The decision froze the hardware base: a Dell laptop bought in 2016 for a student, still perfectly capable of word processing and web browsing, cannot officially run Windows 11. Unlike the transition from Windows 7 to Windows 10 — where compatibility was broad and the upgrade tool was generous — this time Microsoft has held the line on requirements, with only a limited “unsupported install” workaround that it warns against and may not fully service.

Your Move: A Practical Playbook

For Home Users and Enthusiasts

  1. Check your hardware. Download the PC Health Check app from Microsoft’s website and run it. If you get a green light, you can upgrade for free at any time before October 14 — or after, but the clock is ticking. Allow an hour for the in-place upgrade; it preserves your files and most applications.

  2. If your PC isn’t compatible, weigh the cost. ESU will likely cost something — possibly $30–$50 per year based on historical patterns — but that’s far cheaper than a new PC. Consider it if your machine is otherwise solid and you only need another year or two of secure browsing. Microsoft’s Rewards option or the no-cost enrollment for devices that sync settings may soften the blow for some users.

  3. Don’t ignore the option of a lightweight Linux distribution. For machines used exclusively for web tasks, email, and media, Ubuntu, Linux Mint, or ChromeOS Flex can breathe years of secure life into old hardware. They require some learning, but the effort is minimal for basic use.

  4. Harden what you keep. If you stay on Windows 10 after October with ESU, enable multi-factor authentication on all accounts, turn on ransomware protection in Windows Security, and keep your browser and third-party applications updated. Treat the system as though it’s under threat — because it will be.

For IT Decision Makers

  1. Inventory and categorize. Know every Windows 10 endpoint in your fleet — version, role, criticality, and regulatory exposure. Tag those that are ineligible for Windows 11, those that are eligible but need app testing, and those that are no longer needed at all.

  2. Run a pilot now. Select a representative sample of 50–100 devices and upgrade them to Windows 11. Test your line-of-business applications, printers, and VPN clients. Document what breaks and involve vendors early.

  3. Build a phased rollout. Split the migration into waves: pilot first, then early adopters, then business-critical workers, then everyone else. Plan to have all upgrades complete by September 2025 to leave a buffer.

  4. Enroll inescapable devices in ESU. For specialized equipment, legacy lab computers, or devices tied to industrial machinery, purchase ESU licenses and treat them as a strictly temporary bridge.

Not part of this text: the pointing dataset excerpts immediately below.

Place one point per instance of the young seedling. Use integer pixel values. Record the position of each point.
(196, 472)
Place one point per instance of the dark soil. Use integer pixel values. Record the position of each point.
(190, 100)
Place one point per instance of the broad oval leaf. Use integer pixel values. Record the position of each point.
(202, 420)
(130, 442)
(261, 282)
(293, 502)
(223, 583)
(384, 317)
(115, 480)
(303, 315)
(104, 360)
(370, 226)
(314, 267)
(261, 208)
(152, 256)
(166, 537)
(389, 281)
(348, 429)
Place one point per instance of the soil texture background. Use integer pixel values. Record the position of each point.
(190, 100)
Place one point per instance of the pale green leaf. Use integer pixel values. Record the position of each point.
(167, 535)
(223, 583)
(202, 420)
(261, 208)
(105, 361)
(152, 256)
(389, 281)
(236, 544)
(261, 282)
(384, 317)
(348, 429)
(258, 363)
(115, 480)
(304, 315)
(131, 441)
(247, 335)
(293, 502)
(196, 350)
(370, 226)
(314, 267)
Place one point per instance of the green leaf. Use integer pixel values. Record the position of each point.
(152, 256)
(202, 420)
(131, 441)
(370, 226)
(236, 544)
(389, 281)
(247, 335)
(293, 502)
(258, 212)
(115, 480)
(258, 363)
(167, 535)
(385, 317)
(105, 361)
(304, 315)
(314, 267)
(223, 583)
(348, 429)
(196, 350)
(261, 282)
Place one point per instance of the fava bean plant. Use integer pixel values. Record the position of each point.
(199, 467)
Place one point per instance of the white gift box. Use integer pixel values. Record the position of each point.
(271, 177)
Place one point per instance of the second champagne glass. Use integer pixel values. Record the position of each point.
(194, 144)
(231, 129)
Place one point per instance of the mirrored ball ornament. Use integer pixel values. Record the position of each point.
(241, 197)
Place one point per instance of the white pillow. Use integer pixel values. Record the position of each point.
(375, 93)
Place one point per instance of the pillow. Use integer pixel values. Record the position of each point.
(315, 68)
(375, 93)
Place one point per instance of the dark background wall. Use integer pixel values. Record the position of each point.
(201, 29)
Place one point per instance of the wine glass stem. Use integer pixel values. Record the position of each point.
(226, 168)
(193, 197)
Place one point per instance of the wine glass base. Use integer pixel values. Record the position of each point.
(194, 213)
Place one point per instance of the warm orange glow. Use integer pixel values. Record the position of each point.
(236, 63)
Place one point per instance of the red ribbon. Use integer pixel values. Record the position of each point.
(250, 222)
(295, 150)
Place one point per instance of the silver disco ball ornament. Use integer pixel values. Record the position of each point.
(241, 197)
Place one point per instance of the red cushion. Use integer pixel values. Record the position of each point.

Set a hard date — before October 13, 2026 — to decommission or replace each one.

  5. Harden the bridge. While ESU covers operating system flaws, it doesn’t protect against application vulnerabilities or misconfigurations. For any Windows 10 machine still in use, enforce application allowlisting, restrict network access to only required services, enable endpoint detection and response (EDR), and conduct frequent vulnerability scans.

  6. Communicate to leadership in business terms. Translate the risk into cost: a single ransomware incident often costs hundreds of thousands of dollars in recovery, fines, and lost revenue. Compare that to the price of a hardware refresh or ESU subscription. Show a timeline and a budget, and get sign-off early.

Looking Ahead

The next 12 months will define how smoothly the world moves past Windows 10. Microsoft is unlikely to extend the ESU program beyond October 2026 for consumers, and the huge installed base of incompatible hardware won’t simply vanish. Device manufacturers may see a surge in PC sales, and the refurbished market will churn with Windows 10 machines that new owners will quickly regret unless they know what they’re getting into.

There’s also the question of what comes after Windows 11. Microsoft is already testing features internally that point to a more modular, AI-integrated Windows 12, and the tighter hardware baseline may finally allow the company to accelerate innovation at the OS level instead of carrying a decade of legacy weight. But that future is only reachable if users and organizations take the October 14 deadline as the real turning point it is — not as a date to watch, but as a date to act.